As if that were not bad enough, Alice Taylor’s dentist also plans to bump her off. Nathan Webb has a mountain of past-due gambling debts. Most inconveniently, his bookie’s brother happens to be Bruce Jones, the local corrupt copper, who aims to collect. The plan is to stage a fiery car crash rendering Taylor unrecognizable, allowing Webb to collect on his scheming wife Lucy’s insurance policy when he switches their dental records. Obviously, these two plans will complicate each other.

Right, so let the conspiring and double-crossing commence. Arguably, there is nothing radically new in James McFarland’s screenplay, but he keeps the mayhem coming fast and furious.
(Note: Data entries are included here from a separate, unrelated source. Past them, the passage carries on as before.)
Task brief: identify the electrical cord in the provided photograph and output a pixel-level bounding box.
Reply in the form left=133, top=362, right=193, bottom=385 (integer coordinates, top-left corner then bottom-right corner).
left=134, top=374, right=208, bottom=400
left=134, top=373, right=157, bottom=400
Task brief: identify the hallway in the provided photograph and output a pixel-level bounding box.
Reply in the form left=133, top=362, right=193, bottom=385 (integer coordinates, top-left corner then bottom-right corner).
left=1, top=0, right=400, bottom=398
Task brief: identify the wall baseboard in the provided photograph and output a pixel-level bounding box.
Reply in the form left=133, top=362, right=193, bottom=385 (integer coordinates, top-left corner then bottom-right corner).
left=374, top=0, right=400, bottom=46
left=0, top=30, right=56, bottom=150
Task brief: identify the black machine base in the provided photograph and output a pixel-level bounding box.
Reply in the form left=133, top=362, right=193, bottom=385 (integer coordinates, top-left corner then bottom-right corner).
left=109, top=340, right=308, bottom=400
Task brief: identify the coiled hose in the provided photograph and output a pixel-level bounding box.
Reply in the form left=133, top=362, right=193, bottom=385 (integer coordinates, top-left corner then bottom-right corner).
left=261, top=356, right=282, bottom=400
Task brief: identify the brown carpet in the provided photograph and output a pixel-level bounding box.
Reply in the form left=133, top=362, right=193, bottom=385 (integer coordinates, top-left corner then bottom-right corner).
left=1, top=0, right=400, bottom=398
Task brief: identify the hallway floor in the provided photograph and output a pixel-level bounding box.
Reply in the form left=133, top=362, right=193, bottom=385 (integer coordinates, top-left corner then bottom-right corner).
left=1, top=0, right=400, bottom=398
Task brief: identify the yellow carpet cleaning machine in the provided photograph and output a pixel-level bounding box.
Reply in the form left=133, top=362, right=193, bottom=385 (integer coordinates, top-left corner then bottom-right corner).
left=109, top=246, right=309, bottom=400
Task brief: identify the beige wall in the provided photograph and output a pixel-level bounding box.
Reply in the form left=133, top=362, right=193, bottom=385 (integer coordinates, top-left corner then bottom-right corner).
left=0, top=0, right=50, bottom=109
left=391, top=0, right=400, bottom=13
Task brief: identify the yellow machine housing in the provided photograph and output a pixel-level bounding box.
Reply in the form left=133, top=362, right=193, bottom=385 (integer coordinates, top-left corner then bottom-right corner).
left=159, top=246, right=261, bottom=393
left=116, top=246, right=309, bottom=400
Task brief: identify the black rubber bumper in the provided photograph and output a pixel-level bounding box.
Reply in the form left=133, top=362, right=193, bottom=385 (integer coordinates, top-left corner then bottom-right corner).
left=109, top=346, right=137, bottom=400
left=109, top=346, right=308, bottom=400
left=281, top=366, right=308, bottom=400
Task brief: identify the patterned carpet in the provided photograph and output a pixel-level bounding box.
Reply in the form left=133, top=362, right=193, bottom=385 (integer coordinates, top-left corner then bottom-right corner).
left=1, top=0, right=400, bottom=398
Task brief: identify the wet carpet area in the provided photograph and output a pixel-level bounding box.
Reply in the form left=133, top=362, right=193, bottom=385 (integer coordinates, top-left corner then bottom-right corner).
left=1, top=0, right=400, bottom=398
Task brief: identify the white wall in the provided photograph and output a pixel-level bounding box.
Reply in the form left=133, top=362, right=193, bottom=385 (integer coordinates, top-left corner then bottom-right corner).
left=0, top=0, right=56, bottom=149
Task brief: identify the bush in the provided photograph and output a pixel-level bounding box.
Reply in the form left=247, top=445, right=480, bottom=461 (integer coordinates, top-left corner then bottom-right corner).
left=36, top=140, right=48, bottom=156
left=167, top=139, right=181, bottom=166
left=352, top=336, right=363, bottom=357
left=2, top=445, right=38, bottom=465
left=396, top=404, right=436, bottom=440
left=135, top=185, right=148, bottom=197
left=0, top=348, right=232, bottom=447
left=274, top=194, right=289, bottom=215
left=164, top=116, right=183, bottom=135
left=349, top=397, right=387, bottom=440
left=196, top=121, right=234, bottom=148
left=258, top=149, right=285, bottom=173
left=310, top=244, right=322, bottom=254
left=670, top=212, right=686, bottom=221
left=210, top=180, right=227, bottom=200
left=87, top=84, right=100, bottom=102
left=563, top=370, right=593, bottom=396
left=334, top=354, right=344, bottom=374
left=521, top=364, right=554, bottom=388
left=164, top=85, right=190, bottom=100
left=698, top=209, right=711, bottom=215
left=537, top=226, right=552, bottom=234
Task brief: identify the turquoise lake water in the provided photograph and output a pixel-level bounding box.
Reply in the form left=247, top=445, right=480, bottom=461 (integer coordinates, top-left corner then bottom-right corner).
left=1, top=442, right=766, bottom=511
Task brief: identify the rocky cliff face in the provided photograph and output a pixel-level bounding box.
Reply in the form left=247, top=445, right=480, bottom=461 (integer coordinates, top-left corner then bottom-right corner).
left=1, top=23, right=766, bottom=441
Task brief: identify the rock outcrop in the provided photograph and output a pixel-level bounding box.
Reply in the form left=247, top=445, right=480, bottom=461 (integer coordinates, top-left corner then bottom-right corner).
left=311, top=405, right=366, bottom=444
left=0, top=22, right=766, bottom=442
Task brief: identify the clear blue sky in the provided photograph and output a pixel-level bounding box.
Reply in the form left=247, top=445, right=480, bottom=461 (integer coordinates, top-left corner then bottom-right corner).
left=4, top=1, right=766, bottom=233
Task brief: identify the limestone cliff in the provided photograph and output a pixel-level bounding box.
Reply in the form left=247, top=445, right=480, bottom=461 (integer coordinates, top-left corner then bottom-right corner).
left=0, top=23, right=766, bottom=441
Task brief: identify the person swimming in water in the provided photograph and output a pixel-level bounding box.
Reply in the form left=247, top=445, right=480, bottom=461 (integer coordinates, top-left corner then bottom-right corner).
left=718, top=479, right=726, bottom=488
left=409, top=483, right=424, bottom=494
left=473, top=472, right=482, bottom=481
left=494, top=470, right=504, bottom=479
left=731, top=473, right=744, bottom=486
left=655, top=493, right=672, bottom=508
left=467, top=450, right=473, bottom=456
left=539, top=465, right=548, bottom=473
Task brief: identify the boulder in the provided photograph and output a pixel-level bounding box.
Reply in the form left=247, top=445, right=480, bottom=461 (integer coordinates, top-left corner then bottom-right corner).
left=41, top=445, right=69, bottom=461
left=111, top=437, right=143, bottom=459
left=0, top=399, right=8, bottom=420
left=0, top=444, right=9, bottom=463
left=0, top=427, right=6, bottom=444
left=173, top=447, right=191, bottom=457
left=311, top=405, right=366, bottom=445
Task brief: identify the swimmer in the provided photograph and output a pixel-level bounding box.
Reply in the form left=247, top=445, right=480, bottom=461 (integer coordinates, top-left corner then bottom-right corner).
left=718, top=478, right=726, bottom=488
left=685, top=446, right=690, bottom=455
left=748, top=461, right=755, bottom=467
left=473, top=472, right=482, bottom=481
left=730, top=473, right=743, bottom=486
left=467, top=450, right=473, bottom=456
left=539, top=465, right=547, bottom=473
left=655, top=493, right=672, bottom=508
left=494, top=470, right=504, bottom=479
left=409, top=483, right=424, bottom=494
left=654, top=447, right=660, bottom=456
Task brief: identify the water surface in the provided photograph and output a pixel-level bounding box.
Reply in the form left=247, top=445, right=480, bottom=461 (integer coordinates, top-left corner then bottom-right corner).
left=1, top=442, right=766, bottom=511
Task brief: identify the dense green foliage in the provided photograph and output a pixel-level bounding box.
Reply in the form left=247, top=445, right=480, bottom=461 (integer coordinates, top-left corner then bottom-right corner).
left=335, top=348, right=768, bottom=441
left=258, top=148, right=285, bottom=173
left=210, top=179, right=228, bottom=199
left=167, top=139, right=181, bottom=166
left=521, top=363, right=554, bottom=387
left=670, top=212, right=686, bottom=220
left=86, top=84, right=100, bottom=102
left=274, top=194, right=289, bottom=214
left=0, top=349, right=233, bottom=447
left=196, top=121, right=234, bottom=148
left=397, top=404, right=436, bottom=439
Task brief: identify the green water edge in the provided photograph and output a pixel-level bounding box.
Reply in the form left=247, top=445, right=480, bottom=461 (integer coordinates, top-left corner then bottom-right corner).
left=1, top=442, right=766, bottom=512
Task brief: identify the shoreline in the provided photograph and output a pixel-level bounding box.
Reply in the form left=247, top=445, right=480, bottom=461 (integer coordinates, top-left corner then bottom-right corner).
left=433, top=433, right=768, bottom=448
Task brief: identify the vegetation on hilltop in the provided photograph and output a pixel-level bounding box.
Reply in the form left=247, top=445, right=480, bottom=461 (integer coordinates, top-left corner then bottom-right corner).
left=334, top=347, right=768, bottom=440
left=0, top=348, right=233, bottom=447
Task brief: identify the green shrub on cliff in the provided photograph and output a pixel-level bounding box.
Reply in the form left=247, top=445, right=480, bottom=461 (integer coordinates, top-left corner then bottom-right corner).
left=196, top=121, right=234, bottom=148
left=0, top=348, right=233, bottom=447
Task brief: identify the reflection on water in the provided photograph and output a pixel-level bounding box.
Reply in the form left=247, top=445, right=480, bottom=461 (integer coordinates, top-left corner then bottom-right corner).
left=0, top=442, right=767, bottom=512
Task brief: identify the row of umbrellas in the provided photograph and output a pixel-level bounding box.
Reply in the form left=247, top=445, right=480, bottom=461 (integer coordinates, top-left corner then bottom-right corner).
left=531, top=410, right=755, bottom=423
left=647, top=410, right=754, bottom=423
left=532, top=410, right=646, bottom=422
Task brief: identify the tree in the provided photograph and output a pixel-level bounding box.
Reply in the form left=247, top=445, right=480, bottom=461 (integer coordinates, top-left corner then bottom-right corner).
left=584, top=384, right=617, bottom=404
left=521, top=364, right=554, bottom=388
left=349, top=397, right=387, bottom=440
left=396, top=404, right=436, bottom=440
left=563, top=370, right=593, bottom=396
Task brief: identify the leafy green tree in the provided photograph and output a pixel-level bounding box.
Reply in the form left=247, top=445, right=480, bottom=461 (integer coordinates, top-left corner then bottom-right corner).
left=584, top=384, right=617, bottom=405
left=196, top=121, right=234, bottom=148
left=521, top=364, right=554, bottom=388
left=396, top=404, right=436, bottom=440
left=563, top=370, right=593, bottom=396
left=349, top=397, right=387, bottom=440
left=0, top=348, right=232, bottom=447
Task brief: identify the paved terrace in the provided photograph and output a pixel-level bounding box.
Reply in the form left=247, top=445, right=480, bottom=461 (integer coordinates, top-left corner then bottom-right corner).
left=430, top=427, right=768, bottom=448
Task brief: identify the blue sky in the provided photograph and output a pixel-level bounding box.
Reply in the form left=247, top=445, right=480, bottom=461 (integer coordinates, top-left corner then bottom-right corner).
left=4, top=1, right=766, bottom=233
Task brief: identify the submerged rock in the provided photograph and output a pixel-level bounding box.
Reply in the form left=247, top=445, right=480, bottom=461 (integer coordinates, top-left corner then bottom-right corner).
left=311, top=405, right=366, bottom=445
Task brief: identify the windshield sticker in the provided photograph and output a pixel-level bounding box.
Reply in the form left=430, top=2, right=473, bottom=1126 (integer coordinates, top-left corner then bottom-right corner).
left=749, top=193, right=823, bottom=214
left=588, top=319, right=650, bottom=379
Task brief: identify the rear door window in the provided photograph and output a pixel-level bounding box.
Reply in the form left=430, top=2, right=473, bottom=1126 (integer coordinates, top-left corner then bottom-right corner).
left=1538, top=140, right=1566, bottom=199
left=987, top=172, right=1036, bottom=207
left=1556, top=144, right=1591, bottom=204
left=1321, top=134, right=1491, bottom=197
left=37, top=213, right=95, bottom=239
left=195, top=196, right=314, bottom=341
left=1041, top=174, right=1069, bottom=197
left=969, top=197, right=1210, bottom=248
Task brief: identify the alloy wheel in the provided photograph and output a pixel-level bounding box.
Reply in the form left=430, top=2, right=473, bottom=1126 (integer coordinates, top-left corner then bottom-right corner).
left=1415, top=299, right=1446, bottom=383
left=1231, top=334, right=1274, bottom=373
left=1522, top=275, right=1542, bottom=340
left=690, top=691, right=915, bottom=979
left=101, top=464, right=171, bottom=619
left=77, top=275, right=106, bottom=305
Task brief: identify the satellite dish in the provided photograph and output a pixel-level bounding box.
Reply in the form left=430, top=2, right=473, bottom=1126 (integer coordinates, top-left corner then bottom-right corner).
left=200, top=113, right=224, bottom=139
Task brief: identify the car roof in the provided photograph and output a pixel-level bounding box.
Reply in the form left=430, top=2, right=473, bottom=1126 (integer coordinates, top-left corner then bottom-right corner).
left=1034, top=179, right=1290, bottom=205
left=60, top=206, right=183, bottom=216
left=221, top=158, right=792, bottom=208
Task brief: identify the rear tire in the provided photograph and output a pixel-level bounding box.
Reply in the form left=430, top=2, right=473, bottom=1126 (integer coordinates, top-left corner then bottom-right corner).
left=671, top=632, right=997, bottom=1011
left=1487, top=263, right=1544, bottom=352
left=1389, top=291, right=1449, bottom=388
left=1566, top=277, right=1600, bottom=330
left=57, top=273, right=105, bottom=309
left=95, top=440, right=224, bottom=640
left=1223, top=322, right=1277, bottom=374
It also helps that Simon Pegg sets the tone right from the start, playing Wolfe with maniacal glee. He makes contract killing look like a ton of fun, which might hold less than wonderful implications for the social compact, but it works like a charm in a genre film. Likewise, Teresa Palmer makes a seriously impressive villain in the Lady Macbeth tradition as the equally sociopathic Lucy Webb. Yet, Bryan Brown tops them all for ruthlessness as the stone cold Jones.

From "Kill Me Three Times."

Right, there are not a lot of “likable” characters in KM3T, but that way nobody should get too upset when misfortune and painful death starts to befall the motley crew. Logically, given their relatively straight roles, Alice Braga’s Taylor and Luke Hemsworth’s Smith (the other, other Hemsworth) are the least interesting characters. Frankly, Pegg is the star here and Palmer will get the potential breakout attention. However, fans will be amused to see Sullivan Stapleton (best known for hardnosed work in Strike Back and Animal Kingdom) as Webb, the acquiescent loser.

Australia’s sun-drenched beaches still look quite inviting, despite all the skulduggery Stenders unleashes. He lets the driving rock soundtrack and Pegg’s evil smirk set the vigorous pace and never looks in the rearview mirror. It is quite a lot of fun if you do not object to shamelessly violent humor (and what’s not to like about it?). Recommended for fans of blackly comic one-darned-thing-after-another thrillers, Kill Me Three Times opens this Friday (4/10) in New York, at the Landmark Sunshine.

LFM GRADE: B

Posted on April 6th, 2015 at 9:18pm.